In its defence, BA said it had responded swiftly to the hack, which affected half a million of its customers and occurred between April and September last year. The company stressed that it has since found no evidence of fraudulent activity on accounts linked to the data theft.
But the Information Commissioner’s Office (ICO), which imposed the fine on Monday, was having none of it. Explaining the severity of the sanction, it said that during the course of its investigation it had found “a variety of information was compromised by poor security arrangements at the company”.
The information commissioner, Elizabeth Denham, laid down the law to BA: "When you are entrusted with personal data you must look after it. Those that don't will face scrutiny from my office to check they have taken appropriate steps to protect fundamental privacy rights."
True to her word, just 24 hours later, the ICO slapped a near-£100 million fine on the hotels group Marriott International, which suffered a massive global hack last autumn in which records of 339 million guests were stolen.
The hotel group’s vulnerability to a cyber attack started when the systems of Starwood hotels were compromised in 2014, two years before the chain was taken over by Marriott.
The exposure of customer information included about 30 million guest records released to residents of 31 countries in the European Economic Area, with seven million related to UK residents, but was not discovered until 2018. Information stolen included passport and credit card details, addresses and dates of birth.
Denham said Marriott had not carried out sufficient due diligence when making the Starwood acquisition and repeated that the ICO “will not hesitate to take strong action when necessary to protect the rights of the public”.
Both BA and Marriott will contest the fines. The pugnacious Walsh, head of BA and Aer Lingus-owner International Airlines Group, will certainly put up a fight, declaring that all appropriate steps will be taken "to defend the airline's position vigorously".
He may have an uphill battle defending BA on this one, however.
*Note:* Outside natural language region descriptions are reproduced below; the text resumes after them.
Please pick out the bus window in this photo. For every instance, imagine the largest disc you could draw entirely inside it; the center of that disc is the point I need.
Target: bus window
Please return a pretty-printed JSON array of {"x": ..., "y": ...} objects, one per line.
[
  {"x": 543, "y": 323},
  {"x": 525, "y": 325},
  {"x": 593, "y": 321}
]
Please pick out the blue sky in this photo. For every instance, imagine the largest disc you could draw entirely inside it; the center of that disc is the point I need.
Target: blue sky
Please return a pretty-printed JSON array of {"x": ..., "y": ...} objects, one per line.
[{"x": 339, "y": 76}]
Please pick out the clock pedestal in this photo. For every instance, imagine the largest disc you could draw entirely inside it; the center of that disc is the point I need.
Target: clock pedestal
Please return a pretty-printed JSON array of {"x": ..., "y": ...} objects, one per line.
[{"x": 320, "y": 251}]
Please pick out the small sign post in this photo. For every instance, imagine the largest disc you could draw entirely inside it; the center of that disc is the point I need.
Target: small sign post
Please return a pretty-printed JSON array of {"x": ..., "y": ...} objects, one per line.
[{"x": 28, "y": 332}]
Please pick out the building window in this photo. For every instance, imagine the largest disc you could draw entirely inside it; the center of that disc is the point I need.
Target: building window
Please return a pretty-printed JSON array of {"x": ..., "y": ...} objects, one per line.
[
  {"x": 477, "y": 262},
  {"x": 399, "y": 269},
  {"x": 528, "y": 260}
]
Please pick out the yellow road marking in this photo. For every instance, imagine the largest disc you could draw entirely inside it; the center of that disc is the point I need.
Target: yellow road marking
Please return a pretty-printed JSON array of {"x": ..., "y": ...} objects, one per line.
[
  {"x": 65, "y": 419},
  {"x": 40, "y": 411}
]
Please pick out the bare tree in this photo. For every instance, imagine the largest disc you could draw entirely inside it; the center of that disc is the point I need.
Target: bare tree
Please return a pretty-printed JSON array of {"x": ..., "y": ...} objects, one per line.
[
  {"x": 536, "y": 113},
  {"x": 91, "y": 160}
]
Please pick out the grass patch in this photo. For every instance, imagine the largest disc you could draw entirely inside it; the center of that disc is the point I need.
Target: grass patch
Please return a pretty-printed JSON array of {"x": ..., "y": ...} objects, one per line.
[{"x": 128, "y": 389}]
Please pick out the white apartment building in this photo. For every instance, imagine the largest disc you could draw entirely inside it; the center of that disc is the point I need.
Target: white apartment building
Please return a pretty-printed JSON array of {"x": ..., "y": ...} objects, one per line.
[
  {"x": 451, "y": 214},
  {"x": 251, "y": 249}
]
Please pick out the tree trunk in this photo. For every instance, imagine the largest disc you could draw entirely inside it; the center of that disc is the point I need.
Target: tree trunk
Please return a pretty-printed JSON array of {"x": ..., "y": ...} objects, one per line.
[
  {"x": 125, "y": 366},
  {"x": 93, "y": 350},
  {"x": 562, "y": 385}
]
Gone are the days when the likes of Facebook was fined a mere £500,000 – the maximum then allowed – for its part in the Cambridge Analytica data-sharing scandal.
Dating back to 2015, Facebook's transgression was not covered by the extensive new powers the information watchdog has under the EU-wide General Data Protection Regulation (GDPR), which came into effect in May last year.
It is now able to impose penalties that really will hit companies hard and the bigger the company, the bigger the potential fine, up to a maximum of 4 per cent of annual worldwide turnover.
BA has the dubious distinction of being the first to be fined for breaches under the new GDPR and, although Walsh probably doesn’t agree, it could be argued that the airline got off lightly, as its fine is equivalent to only about 1.5 per cent of its £12 billion turnover.
The ICO is clearly flexing its muscles – under the old rules last year, it issued total penalties of little more than £3 million. The treatment meted out to BA and Marriott this week has put paid to any hopes that the regulator might ease the business world into the tough new regime by raising its fines incrementally over a period of time.
Both companies are suitably high-profile targets to make an early example of, ensuring maximum publicity for the tough new cybersecurity rules. They are likely to be followed by further household-name offenders in the weeks and months ahead as the ICO hammers the message home.
Any board that hasn’t already moved to tighten up its data protection systems will surely have been prodded into action by the prospect of similar draconian penalties.
Appeals from both companies will be heard, and it’s possible their fines could be reduced. On the other hand, the regulator will be keen to demonstrate that it is at last a watchdog with some teeth.